Ce qui s’est passé « est inacceptable dans un Etat démocratique », s’indigne le ministre pour l’intégration, Cécile Kyenge, alors que la Présidente de la Chambre des députés, Laura Boldrini, parle de « traitement indigne d’un pays civilisé ».
Selon la presse italienne, des organisations dont Amnesty International, Medecins sans frontières, l’Organisation internationale de migration et la Croix rouge ont exprimé des réactions « très dures » face à ces violations des droits de l’Homme.

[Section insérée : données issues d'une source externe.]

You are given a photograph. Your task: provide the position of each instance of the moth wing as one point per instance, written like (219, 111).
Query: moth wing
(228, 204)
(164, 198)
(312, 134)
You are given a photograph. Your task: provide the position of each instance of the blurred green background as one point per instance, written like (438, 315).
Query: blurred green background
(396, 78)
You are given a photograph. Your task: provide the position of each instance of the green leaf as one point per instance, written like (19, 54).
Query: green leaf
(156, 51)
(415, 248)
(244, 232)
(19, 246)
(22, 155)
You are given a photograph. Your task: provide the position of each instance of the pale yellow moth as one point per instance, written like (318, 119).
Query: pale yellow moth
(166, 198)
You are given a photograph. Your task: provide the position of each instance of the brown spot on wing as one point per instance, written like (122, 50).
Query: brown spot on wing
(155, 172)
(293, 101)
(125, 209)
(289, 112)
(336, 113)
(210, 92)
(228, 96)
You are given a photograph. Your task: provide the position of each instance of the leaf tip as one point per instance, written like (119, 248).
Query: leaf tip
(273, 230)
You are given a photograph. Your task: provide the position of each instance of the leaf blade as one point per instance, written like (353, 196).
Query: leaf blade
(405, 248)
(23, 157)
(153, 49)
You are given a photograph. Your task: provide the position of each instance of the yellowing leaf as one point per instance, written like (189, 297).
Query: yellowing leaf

Pour sa part, le ministre de l’Intérieur, Angelo Alfano, a promis de faire la lumière sur cette affaire et déterminer les responsables, soulignant que « le fautif devra payer ».
« Nous aurons une réponse dans 24 heures sur ce qui s’est passé dans ce centre. Le parquet d’Agrigento est chargé de mener une enquête à ce sujet pour déterminer les responsabilités », a-t-il déclaré à la presse.
Par ailleurs, au moment où les protestations s’amplifient, les médias italiens annoncent l’arrivée sur les côtes de Lampedusa d’un pneumatique à bord duquel sont entassés une centaine d’immigrés bravant le froid.
L’embarcation a été localisée par un hélicoptère de la Marine militaire italienne au sud de l’Ile. Ses occupants ont été secourus, quelques heures après, grâce à l’intervention d’une vedette déployée dans le cadre de la mission Mare Nostrum.